Isganaitis E, Venditti S, Matthews TJ, Lerin C, Demerath EW, Fields DA (2019) Am J Clin Nutr. 2019 Apr 4. pii: nqy334. doi: 10.1093/ajcn/nqy334. [Epub ahead of print]
Maternal obesity is a risk factor for childhood obesity; this is a major public health concern given that ∼40% of pregnant women are either overweight or obese. Whether differences in milk composition in lean compared with obese women contribute to childhood obesity is unclear.
We aimed to analyze relationships between maternal obesity and human milk metabolites, infant body composition, and postnatal weight gain.

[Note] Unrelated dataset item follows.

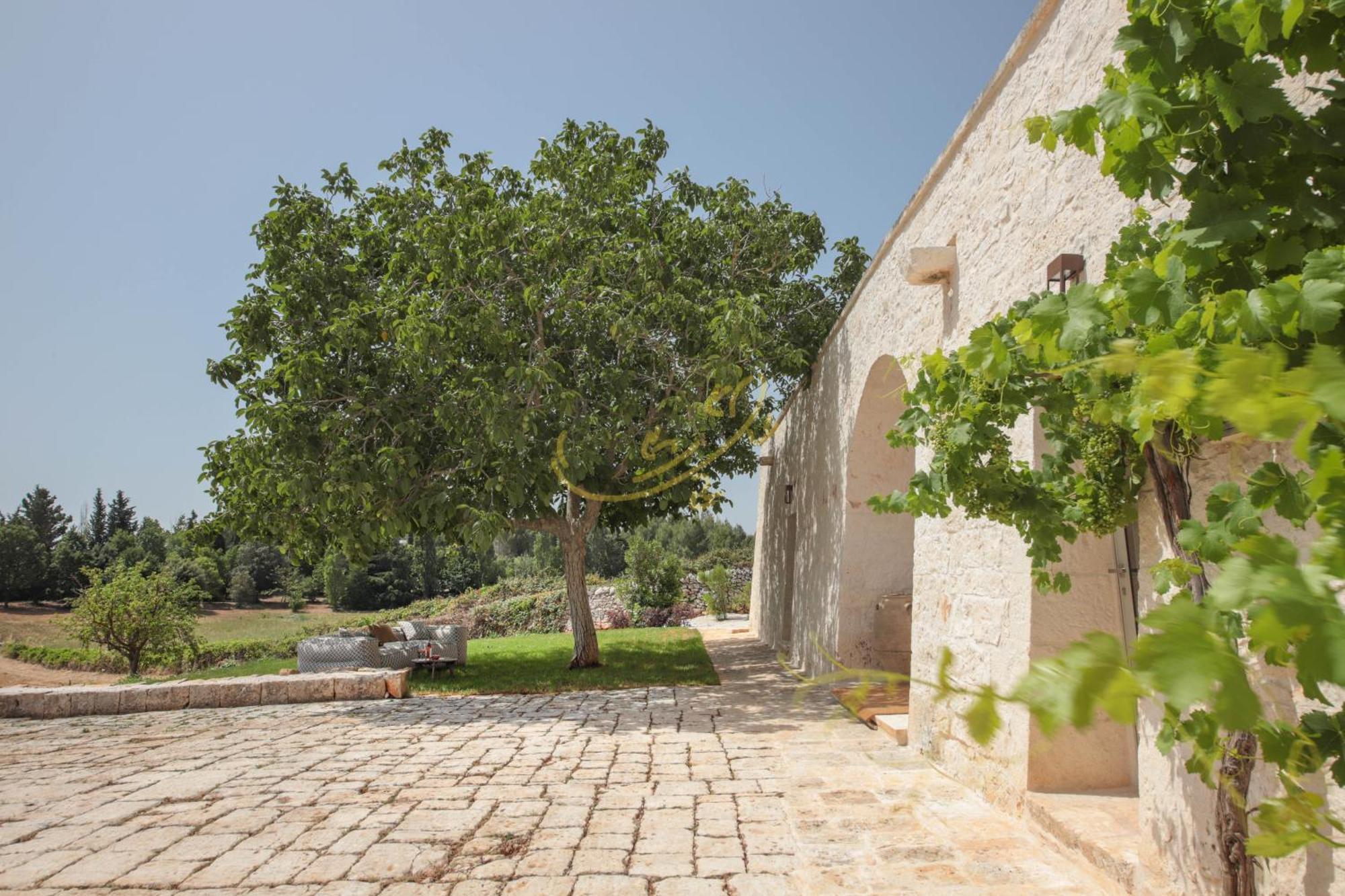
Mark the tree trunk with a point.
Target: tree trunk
(576, 592)
(430, 565)
(1235, 770)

This was a prospective study in which mothers intending to breastfeed exclusively, and their newborn infants, were enrolled at delivery (n = 35 mother-infant pairs). We excluded mothers with diabetes, other medical conditions, or pregnancy complications. Participants were grouped by maternal prepregnancy BMI <25 (lean) or ≥25 kg/m2 (overweight/obese). We analyzed infant body composition by dual-energy X-ray absorptiometry and used untargeted liquid chromatography-gas chromatography-mass spectrometry to measure the milk content of 275 metabolites at 1 and 6 mo postpartum.

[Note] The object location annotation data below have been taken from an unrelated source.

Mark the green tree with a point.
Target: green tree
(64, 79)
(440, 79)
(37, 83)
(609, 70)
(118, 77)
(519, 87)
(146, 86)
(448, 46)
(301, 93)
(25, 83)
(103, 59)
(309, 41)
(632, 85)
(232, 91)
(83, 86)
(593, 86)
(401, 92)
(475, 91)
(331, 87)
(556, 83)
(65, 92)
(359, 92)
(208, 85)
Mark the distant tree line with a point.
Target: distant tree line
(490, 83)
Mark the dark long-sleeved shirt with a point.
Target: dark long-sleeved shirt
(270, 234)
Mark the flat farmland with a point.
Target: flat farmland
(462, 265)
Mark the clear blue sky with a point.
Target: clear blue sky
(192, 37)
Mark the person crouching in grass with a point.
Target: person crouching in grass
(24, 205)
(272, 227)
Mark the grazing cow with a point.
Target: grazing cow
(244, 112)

At 1 mo postpartum, 10 metabolites differed between overweight/obese and lean groups with nominal P < 0.05, but none was altered with a false discovery rate <0.25. Many differentially abundant metabolites belonged to the same chemical class; e.g., 4/10 metabolites were nucleotide derivatives, and 3/10 were human milk oligosaccharides. Milk adenine correlated positively with both continuously distributed maternal BMI and with infant adiposity and fat accrual. Analysis of milk composition at 6 mo postpartum revealed 20 differentially abundant metabolites (P < 0.05) in overweight/obese compared with lean women, including 6 metabolites with a false discovery rate of <0.25. At both 1 and 6 mo, human milk abundance of 1,5-anhydroglucitol, which has not previously been described in milk, was positively associated with maternal BMI.
Maternal obesity is associated with changes in the human milk metabolome. While only a subset of metabolites correlated with both maternal and infant weight, these point to potential milk-dependent mechanisms for mother-child transmission of obesity.